My agent provocateur came in the form of a book on philosophy — a gloss on how philosophers from Socrates to Bertrand Russell had wrestled with the concept of identity — which, for some perverse reason, I thought it would make a breezy time-killer for a four hour ride. Maybe it was some kind of emergent self-confidence, maybe it was masochism, but I should have known better. One does not simply breeze into a debate over the nature of the self; the questions grab you by the balls and demand consideration whether you are prepared or not. I thought I was prepared, but the act of reading the book destroyed that notion, and the old arguments over which “me” was the real me darkened my thoughts yet again. The book put me in a deep funk, and I spent the bulk of the drive stewing on the same old questions, cribbing the same old notes into a monstrously over-analytical notebook long on postulation, short on thesis.
Upon our arrival, the rest of the gang gamboled about the village, chatting away happily in an elementary Irish perfect for ordering up a pint o’ Guinness and a packet of crisps. We sat in the pub and listened to some local musicians play traditional music, my companions tapping their feet and singing along when they knew the words. They were young, beautiful, full of life and having fun, and here I was among them, a wretched sod sulking in a corner over-thinking thoughts I should have cast aside decades before. I felt out-of-place because I had once again managed to make myself so, erecting a barrier of self-pitying self-involvement that magnified my sense of isolation to intolerable levels.

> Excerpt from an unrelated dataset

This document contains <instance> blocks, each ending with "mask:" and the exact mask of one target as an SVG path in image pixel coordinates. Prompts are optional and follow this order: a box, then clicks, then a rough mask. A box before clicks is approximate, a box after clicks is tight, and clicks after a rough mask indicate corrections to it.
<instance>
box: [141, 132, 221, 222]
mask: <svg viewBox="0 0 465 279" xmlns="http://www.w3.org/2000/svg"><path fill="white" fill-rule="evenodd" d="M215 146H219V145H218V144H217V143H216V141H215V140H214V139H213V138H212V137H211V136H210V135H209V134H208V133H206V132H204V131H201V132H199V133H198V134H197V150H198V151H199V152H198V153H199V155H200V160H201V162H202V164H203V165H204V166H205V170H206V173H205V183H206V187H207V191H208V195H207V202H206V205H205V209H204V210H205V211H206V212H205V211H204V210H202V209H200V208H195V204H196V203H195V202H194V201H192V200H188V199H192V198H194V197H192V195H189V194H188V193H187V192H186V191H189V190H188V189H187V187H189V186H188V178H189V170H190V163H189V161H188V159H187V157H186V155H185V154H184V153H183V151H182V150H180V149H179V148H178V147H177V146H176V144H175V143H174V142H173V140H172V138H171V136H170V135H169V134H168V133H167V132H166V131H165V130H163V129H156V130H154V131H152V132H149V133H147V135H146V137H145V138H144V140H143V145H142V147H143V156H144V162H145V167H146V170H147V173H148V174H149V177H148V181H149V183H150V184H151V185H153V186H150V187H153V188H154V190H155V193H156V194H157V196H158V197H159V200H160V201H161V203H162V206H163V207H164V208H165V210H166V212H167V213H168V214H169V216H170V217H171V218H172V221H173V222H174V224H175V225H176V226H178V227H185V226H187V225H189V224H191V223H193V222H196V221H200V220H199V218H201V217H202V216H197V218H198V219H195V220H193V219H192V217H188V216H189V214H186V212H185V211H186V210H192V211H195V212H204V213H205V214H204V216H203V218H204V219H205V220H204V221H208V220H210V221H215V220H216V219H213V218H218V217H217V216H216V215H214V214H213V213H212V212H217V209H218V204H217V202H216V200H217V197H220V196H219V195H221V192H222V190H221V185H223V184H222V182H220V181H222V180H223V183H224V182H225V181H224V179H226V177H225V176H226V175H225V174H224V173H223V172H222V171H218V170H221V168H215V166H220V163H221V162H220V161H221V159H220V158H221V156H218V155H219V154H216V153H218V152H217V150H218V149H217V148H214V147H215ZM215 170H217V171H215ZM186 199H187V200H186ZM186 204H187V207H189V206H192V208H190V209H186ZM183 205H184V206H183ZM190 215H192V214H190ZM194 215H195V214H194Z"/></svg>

I was just about to excuse myself when Sasha began to sing.
Sasha was a Swedish student, a literary major with wild dark hair and eyes that twinkled behind lashes almost feminine in length. He was in his early twenties, a little shy until you got to know him, but with a kind and open soul that made him easily approachable. The band had taken a break, and the students were going back and forth asking one another for other songs to sing. Sasha mentioned that he knew an old traditional ballad, and, after some genial prodding from his classmates, agreed to give it a go.
He sang without accompaniment, his voice high and clear as choirboy’s, perfectly suited for the tenderness of his ballad of unrequited love. As he sang the room fell into total silence, students and musicians sinking into the sound of his voice with absolute reverence. It was a magical moment, and it had a profound effect on everyone in the room. We were set adrift on the ocean of time between the past of Sasha’s song and the present of our own heartstrings tugging forth the memories of our own pains and longings. I listened enthralled, swept away by emotions that ran deeper than time, deeper than thoughts of my own self-interest. And when it was done, I could only sit and stare, tears at the corners of my eyes as my heart opened to the dawning realization that this was a moment to cherish. This was something to treasure.
The next morning I rose before the others and left the house for a walk on the beach. It was a soft morning, and the path to the beach was fringed with the remnants of an early morning fog. As I watched the waves come in, small and brown, weakly sliding over a tiny spit of sand, I bade farewell to the man I used to be. Removing my shoes, I stepped into the frigid water and, like a penitent, waited for the baptism of the waves. For the longest time I stood there, the water washing away the senseless worries of the past, making room in the memory for worthier, more beautiful things. There were tears, yes, but they fell not for what I was leaving behind, but with a joyous hope for things to come. I was granting myself permission to be happy, you see, for the first time in my adult life. It was an epiphany, and it was electrifying, and it demanded a record of its existence.
I stepped from the water and, after rooting around for a few moments, came across a small stone and a short stick for scribbling. Placing the stone in my pocket as a keepsake, I walked to the tide-line and knelt to write my testimony in the sand. Four words was all it took, single syllables as simple and profound as the moment itself. “I love my life,” I wrote, and for the first time ever, I actually meant it.